Mark Carney: ‘Doubling down on inequality was a surprising choice’
Mark Carney and I have been going back and forth for months to pin down a date — each of us having to cancel at least once. Fate was guiding us. The former governor of the Bank of England strolls into our New York venue at roughly the moment London’s markets are closing after the most brutal day in decades for the British pound and UK gilts.
It is Friday September 23 and sterling has been dropping precipitously since Kwasi Kwarteng, Britain’s chancellor of the exchequer, unveiled a package of tax cuts funded by public borrowing. The previous day Andrew Bailey, Carney’s successor at the BoE, had raised interest rates by half a percentage point. Given the inflationary implications of Kwarteng’s “mini” Budget, that already seems too little. According to someone on Twitter, which I had been scrolling through as I waited for Carney, London forex traders have redubbed the pound “shitcoin” (since then, Liz Truss, the new prime minister, has made a partial U-turn and the pound has regained ground but her credibility may never do so).

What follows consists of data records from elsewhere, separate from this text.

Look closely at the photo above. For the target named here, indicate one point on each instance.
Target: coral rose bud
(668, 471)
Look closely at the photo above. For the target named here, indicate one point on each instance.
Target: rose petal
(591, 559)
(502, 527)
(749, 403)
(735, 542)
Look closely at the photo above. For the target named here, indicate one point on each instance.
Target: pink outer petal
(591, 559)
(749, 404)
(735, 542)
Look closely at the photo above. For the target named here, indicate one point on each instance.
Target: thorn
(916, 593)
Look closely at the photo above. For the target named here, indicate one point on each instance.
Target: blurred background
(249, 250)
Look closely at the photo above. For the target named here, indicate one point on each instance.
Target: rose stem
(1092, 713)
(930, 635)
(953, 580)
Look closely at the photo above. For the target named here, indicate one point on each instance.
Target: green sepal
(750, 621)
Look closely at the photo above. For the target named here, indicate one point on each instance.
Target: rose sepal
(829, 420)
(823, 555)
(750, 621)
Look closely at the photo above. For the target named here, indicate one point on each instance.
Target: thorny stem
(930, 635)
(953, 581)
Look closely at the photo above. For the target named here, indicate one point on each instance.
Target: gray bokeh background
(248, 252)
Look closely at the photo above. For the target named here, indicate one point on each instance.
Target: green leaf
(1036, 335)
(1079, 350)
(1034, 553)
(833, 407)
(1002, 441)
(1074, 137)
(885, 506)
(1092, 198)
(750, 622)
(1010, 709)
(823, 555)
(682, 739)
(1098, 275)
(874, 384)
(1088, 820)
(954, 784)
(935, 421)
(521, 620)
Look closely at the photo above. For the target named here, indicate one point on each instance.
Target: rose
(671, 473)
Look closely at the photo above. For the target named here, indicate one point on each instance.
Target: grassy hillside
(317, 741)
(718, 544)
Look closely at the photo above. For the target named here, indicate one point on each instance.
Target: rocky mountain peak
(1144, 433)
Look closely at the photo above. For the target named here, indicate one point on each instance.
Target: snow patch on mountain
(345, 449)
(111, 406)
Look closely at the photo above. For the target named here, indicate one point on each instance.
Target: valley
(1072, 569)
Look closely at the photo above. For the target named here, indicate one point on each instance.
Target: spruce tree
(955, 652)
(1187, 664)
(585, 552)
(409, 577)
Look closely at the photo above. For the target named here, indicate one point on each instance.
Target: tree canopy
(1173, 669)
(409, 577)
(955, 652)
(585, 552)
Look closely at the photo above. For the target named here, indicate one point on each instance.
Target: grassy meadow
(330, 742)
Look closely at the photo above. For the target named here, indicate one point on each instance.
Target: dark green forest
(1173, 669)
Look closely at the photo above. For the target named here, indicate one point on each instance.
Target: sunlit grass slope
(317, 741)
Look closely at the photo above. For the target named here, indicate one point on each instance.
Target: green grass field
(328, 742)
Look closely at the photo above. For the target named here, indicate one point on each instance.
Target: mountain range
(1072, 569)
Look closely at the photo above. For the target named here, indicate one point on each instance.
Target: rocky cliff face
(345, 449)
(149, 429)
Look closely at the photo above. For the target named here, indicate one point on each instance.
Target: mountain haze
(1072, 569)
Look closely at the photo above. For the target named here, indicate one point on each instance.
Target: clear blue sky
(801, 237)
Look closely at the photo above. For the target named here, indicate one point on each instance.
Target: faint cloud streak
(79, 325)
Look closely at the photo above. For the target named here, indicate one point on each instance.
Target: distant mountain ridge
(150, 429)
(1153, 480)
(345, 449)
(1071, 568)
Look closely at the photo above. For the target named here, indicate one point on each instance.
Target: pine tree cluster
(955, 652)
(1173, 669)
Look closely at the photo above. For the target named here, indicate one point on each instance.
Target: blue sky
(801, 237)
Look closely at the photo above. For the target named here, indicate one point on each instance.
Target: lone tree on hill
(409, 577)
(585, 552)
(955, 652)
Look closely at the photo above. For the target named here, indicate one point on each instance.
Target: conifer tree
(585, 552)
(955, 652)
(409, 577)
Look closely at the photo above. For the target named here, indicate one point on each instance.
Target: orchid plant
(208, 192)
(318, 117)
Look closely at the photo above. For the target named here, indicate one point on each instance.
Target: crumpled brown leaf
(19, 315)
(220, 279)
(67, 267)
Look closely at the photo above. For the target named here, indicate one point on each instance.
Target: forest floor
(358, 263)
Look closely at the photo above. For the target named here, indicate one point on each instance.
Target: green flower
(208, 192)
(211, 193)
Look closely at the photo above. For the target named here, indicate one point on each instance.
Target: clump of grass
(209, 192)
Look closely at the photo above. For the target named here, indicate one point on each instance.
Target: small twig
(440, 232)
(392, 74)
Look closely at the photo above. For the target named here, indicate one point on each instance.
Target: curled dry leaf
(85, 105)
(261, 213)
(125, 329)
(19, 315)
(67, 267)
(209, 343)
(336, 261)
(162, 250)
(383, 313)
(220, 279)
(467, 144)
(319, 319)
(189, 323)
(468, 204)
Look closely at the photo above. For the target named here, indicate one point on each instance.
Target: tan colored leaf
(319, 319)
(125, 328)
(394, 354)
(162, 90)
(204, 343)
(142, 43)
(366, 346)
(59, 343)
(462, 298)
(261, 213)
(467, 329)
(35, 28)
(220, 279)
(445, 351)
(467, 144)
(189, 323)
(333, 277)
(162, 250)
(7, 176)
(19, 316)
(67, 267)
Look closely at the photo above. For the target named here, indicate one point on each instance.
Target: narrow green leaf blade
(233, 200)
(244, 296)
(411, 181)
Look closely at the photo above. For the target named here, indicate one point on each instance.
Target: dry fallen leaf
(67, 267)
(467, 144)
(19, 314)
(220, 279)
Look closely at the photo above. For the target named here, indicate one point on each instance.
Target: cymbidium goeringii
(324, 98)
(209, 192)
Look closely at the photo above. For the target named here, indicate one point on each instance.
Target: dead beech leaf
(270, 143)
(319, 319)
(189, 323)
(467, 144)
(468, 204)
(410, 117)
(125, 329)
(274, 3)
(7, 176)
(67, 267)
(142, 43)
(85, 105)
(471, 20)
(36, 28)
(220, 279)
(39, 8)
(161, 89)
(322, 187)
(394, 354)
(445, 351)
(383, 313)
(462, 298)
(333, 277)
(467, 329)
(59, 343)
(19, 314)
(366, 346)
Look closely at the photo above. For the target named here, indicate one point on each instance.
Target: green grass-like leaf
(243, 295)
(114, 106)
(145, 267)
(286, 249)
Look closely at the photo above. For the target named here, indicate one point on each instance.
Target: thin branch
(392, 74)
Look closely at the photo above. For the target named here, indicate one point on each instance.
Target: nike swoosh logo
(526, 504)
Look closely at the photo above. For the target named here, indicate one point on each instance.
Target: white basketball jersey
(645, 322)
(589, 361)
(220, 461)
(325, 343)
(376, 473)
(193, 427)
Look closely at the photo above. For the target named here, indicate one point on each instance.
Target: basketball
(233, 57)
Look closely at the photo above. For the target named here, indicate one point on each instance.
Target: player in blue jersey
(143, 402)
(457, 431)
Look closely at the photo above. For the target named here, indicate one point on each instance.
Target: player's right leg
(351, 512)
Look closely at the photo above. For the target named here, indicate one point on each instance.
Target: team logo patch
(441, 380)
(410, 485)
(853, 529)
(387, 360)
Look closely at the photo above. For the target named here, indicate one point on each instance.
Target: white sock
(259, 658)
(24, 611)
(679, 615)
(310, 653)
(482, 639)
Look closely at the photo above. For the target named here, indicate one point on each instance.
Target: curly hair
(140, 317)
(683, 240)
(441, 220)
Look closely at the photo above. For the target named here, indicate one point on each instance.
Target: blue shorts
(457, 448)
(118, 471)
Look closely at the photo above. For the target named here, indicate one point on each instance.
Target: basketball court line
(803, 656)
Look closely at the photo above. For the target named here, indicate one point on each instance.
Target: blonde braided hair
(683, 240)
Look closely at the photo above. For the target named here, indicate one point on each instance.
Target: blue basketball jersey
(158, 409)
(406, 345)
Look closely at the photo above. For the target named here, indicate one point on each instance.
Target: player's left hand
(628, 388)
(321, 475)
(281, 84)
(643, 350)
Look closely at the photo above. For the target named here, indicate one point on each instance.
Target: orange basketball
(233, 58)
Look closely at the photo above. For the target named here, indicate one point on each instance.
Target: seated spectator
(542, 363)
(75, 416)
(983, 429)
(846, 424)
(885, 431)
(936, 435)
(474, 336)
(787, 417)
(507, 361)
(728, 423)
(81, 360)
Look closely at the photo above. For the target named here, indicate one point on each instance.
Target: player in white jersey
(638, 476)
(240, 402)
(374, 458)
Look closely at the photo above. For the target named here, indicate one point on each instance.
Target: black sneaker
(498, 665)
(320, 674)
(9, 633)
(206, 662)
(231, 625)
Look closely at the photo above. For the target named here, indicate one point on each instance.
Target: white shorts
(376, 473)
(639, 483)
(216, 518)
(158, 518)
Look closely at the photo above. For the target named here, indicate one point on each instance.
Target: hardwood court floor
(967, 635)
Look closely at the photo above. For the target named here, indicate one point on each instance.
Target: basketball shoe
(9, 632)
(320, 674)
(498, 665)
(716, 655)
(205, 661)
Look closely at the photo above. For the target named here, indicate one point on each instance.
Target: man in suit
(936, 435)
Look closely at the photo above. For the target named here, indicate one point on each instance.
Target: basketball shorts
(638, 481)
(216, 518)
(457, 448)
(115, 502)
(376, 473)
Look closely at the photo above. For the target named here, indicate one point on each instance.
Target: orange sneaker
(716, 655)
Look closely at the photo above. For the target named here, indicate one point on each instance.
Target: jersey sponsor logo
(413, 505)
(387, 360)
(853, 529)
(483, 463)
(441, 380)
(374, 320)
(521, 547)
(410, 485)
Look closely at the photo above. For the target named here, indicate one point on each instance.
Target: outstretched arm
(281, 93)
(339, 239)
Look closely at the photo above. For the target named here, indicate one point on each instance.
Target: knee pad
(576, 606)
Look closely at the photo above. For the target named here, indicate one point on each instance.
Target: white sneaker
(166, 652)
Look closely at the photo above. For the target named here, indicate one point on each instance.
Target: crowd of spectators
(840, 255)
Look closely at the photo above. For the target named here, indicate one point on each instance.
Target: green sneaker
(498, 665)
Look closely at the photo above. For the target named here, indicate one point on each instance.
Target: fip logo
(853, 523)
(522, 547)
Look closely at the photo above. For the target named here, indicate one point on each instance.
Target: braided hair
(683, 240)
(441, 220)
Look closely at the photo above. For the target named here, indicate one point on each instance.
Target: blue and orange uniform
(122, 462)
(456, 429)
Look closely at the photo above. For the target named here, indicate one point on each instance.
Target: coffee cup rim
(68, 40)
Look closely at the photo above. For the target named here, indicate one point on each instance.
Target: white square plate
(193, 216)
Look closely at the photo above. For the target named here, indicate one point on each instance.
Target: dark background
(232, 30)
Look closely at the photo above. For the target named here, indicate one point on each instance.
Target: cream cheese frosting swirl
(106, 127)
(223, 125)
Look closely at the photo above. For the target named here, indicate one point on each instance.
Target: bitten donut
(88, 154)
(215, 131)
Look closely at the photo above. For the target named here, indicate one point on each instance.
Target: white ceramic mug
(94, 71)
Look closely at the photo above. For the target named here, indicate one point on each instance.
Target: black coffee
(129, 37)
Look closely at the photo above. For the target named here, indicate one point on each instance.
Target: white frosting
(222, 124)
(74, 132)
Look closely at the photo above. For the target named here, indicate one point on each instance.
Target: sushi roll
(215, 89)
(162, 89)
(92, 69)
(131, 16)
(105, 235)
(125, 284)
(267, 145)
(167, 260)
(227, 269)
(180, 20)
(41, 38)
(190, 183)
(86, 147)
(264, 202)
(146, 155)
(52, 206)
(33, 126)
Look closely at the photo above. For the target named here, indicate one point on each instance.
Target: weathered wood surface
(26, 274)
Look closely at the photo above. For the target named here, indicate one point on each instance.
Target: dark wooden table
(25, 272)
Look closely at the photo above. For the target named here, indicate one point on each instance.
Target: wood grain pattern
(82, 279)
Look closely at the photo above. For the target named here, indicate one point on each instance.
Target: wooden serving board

In a deep blue suit and a plain dark tie, Carney greets me with a rueful smile. The Canadian-turned-British bigwig, now based back in Ottawa from where he was recruited, looks younger than his 57 years. “We certainly picked our day,” Carney says. “Are you paid in pounds or dollars?”
As Canada’s central bank governor during the 2008 global financial crisis, then Britain’s throughout Brexit, Carney is a veteran of crisis management. Truss’s theory, rubbished by most economists, is that lower taxes would kick Britain into higher growth and overcome its low-growth malaise. But as we approach the next moment of truth on her fiscal plans, markets remain deeply unsettled; UK government bonds came under pressure again this week before rallying amid speculation that Truss would reverse more of her tax cuts and dismiss her chancellor. When we meet, Carney makes the very different case that governments should bet on “solidarity” by cushioning people from shocks and investing in them.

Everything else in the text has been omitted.